A médica infectologista Andyane Tetila, do HU-UFGD, realizou a condução técnica do grupo para organização da rede assistencial, com promoção de palestra, construção de protocolo clínico e orientações. Ela explicou aos gestores sobre a doença e a atual situação de epidemia “nunca enfrentada em nosso município”. “É necessário que todos os profissionais de saúde estejam capacitados para manejar adequadamente esta doença, que diferente da dengue, é uma arbovirose que traz uma grande incapacidade física que pode durar meses”, ressaltou.
Paralelamente, o município de Dourados iniciou na segunda-feira (9) um mutirão para eliminar criadouros do mosquito Aedes aegypti, transmissor da doença. A ação ocorre em parceria com o Governo do Estado, Prefeitura de Dourados, Prefeitura de Itaporã, Sesai, Distrito Sanitário Especial Indígena de Mato Grosso do Sul (Dsei-MS) e lideranças das aldeias Jaguapiru e Bororó.

O que é a chikungunya
A chikungunya é uma doença viral transmitida pela picada do mosquito Aedes aegypti, o mesmo responsável pela transmissão da dengue e da zika. Os sintomas mais comuns incluem febre alta, dores intensas nas articulações, dores no corpo, dor de cabeça, náuseas, cansaço e manchas na pele.

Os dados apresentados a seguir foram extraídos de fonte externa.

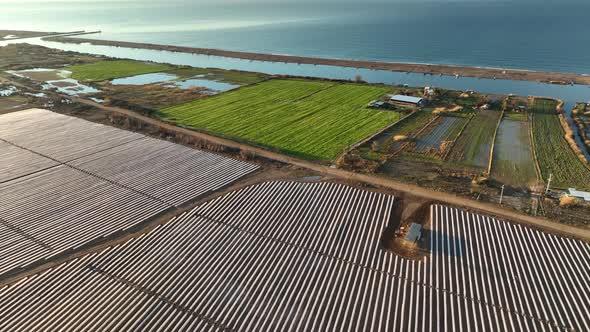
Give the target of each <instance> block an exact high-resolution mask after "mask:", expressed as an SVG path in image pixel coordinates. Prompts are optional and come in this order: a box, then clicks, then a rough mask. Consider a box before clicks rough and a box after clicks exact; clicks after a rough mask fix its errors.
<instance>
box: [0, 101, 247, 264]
mask: <svg viewBox="0 0 590 332" xmlns="http://www.w3.org/2000/svg"><path fill="white" fill-rule="evenodd" d="M256 169H257V166H256V165H252V164H249V163H244V162H241V161H236V160H232V159H229V158H226V157H222V156H219V155H216V154H213V153H207V152H203V151H199V150H194V149H191V148H188V147H185V146H182V145H178V144H174V143H170V142H167V141H162V140H157V139H153V138H149V137H146V136H144V135H140V134H137V133H133V132H129V131H125V130H120V129H117V128H113V127H109V126H105V125H101V124H96V123H92V122H88V121H85V120H81V119H78V118H74V117H69V116H65V115H60V114H57V113H53V112H50V111H46V110H40V109H32V110H27V111H21V112H14V113H9V114H5V115H1V116H0V275H1V274H2V273H5V272H7V271H9V270H11V269H14V268H19V267H23V266H26V265H28V264H30V263H33V262H36V261H38V260H40V259H45V258H48V257H51V256H54V255H57V254H60V253H62V252H63V251H64V250H67V249H72V248H76V247H78V246H80V245H83V244H85V243H87V242H89V241H92V240H94V239H97V238H100V237H104V236H108V235H110V234H112V233H114V232H116V231H120V230H124V229H127V228H129V227H131V226H134V225H137V224H139V223H141V222H143V221H145V220H147V219H149V218H151V217H154V216H156V215H158V214H159V213H162V212H164V211H166V210H168V209H171V208H174V207H177V206H179V205H182V204H184V203H186V202H188V201H191V200H193V199H195V198H197V197H199V196H201V195H203V194H205V193H207V192H210V191H214V190H217V189H219V188H221V187H224V186H226V185H228V184H230V183H232V182H234V181H235V180H237V179H239V178H241V177H242V176H244V175H246V174H248V173H251V172H253V171H254V170H256Z"/></svg>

Embora a maioria dos pacientes se recupere em algumas semanas, em muitos casos as dores articulares podem persistir por meses ou até anos. Há registros de pacientes que necessitam de acompanhamento e tratamento por até dois anos devido às complicações provocadas pela doença.
O tratamento é feito principalmente com medicamentos para aliviar os sintomas, hidratação e repouso, já que não existe um antiviral específico contra o vírus. Por isso, a principal forma de prevenção continua sendo a eliminação de locais com água parada, onde o mosquito se reproduz.
Rede Ebserh
O HU-UFGD faz parte da Rede da Empresa Brasileira de Serviços Hospitalares (Rede Ebserh) desde setembro de 2013. Vinculada ao Ministério da Educação (MEC), a Ebserh foi criada em 2011 e, atualmente, administra 45 hospitais universitários federais, apoiando e impulsionando suas atividades por meio de uma gestão de excelência. Como hospitais vinculados a universidades federais, essas unidades têm características específicas: atendem pacientes do Sistema Único de Saúde (SUS) ao mesmo tempo em que apoiam a formação de profissionais de saúde e o desenvolvimento de pesquisas e inovação.